Dusty was part of his dad’s acts as a youngster, and by the time he was thirteen, he was a bullfighter. He had tried riding steers, but he didn’t like it. He wanted to be in front of them, not on them. For a while, he was the youngest bullfighter ever to work the IPRA’s finals, the International Finals Rodeo, at age eighteen, till Cody Webster took that record at age seventeen. His transition from bullfighting to rodeo clowning came about due to an injury. He suffered a knee injury and came back too early from it; his knee didn’t heal.
A fellow cowboy asked him if he’d ever considered being a clown. He hadn’t, but he thought he’d give it a try. It was 2006, at Muldrow, Oklahoma, and when the weekend was over, he had booked eight more rodeos.
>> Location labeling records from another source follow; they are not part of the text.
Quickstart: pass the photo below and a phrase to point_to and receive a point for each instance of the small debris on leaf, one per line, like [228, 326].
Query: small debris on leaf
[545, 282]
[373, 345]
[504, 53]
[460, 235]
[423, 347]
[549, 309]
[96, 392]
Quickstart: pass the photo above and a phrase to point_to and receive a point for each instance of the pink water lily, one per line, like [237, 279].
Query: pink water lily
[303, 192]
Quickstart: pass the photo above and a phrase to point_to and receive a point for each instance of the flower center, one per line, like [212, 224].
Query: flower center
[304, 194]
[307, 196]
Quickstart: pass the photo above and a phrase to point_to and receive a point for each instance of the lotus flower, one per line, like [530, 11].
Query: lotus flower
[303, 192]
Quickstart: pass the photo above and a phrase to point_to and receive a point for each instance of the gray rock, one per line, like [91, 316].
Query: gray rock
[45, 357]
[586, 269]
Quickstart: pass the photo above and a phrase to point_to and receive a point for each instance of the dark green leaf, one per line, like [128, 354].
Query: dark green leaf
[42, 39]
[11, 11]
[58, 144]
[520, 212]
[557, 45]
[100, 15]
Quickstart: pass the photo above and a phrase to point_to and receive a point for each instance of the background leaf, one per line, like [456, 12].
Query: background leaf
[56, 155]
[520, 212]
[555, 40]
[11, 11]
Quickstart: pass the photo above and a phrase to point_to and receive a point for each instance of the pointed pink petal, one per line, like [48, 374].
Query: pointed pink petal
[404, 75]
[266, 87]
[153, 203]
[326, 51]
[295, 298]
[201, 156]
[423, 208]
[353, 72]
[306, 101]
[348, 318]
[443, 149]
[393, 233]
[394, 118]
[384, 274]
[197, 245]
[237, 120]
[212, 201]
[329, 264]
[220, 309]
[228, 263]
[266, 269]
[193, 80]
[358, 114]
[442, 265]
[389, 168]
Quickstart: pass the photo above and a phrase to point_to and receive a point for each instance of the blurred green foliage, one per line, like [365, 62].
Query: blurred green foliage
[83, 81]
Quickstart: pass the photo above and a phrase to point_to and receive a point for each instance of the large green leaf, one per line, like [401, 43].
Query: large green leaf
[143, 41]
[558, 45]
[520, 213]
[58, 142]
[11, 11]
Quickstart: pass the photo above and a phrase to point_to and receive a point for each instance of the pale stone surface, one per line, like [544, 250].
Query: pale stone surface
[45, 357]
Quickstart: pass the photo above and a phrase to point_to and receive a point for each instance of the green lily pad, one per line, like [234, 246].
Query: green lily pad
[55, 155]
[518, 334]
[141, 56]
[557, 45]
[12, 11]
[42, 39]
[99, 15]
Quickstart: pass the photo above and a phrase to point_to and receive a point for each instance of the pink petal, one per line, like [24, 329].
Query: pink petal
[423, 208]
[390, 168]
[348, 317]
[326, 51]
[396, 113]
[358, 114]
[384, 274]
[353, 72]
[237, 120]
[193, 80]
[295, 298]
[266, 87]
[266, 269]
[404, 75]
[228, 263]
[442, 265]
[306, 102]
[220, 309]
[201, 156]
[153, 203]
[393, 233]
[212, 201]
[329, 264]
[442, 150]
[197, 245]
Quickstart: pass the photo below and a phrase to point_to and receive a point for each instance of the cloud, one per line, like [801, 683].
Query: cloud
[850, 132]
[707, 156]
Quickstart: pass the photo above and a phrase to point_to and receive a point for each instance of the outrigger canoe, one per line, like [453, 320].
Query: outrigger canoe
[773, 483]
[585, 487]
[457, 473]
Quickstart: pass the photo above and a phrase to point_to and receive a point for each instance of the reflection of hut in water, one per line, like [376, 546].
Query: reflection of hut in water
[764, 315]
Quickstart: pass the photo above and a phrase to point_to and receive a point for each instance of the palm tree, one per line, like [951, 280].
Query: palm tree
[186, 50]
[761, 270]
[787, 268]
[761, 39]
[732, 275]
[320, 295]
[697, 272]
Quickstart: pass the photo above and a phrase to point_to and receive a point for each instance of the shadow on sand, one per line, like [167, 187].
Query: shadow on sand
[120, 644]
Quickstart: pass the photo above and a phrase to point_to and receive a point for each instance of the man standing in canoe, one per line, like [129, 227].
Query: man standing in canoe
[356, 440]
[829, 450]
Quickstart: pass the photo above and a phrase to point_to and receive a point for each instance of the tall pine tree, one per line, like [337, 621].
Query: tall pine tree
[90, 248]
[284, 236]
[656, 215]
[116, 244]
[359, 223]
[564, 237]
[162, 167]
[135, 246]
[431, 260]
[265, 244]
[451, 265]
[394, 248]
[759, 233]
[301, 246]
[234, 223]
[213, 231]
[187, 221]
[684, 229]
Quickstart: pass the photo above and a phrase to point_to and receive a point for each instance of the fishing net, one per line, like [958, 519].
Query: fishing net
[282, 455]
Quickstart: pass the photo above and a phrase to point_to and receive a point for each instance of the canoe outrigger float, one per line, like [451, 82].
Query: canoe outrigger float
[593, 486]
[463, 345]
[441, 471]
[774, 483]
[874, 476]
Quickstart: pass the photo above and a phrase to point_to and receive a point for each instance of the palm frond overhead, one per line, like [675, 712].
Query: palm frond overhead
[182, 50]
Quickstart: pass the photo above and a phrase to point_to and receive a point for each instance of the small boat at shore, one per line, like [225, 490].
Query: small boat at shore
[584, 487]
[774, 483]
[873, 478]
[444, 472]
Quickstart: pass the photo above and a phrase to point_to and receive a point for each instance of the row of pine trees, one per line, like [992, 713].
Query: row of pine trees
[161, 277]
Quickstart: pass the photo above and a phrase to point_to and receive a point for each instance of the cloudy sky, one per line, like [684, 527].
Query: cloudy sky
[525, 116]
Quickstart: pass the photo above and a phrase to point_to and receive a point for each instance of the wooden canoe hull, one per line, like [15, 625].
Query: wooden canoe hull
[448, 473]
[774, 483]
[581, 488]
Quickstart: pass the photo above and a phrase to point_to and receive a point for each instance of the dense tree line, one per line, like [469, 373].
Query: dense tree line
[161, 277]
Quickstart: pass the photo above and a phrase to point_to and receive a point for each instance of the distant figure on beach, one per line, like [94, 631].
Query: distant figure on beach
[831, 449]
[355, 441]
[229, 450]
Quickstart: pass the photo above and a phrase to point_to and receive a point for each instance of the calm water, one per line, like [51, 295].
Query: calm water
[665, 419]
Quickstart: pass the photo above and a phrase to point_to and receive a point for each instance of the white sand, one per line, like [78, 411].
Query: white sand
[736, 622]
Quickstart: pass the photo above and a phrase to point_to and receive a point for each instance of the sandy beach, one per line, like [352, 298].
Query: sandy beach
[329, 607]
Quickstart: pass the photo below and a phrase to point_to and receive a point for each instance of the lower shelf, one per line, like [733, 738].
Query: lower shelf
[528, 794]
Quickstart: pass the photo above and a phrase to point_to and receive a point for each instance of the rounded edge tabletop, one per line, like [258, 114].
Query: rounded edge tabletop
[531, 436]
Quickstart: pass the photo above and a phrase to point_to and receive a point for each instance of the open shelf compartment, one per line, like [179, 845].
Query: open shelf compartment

His clowning career had begun.
It’s the makeup and clothes that create his character, Dusty believes. “When I put on my makeup and character, it’s easy for me to be in the arena,” he said. “It’s almost like Superman. He doesn’t have any powers till he goes into the phone booth and changes his clothes.”
Abilene rodeo fans will see his “Moo-cedes,” his 2,400 lb. Brahma bull who is decked out like a vehicle. He has a steering wheel, lights on his halter and feet and wears a rearview mirror on his horns. Moo-cedes lays down, kneels, and gives Dusty kisses. “He’s impressive because he’s so big,” he said. “He’s the laziest animal on the face of the earth, but he’s a big baby,” Dusty said. “I crawl all over him in the arena. I sit between his horns. He just stands there and lets me do what I want to do.”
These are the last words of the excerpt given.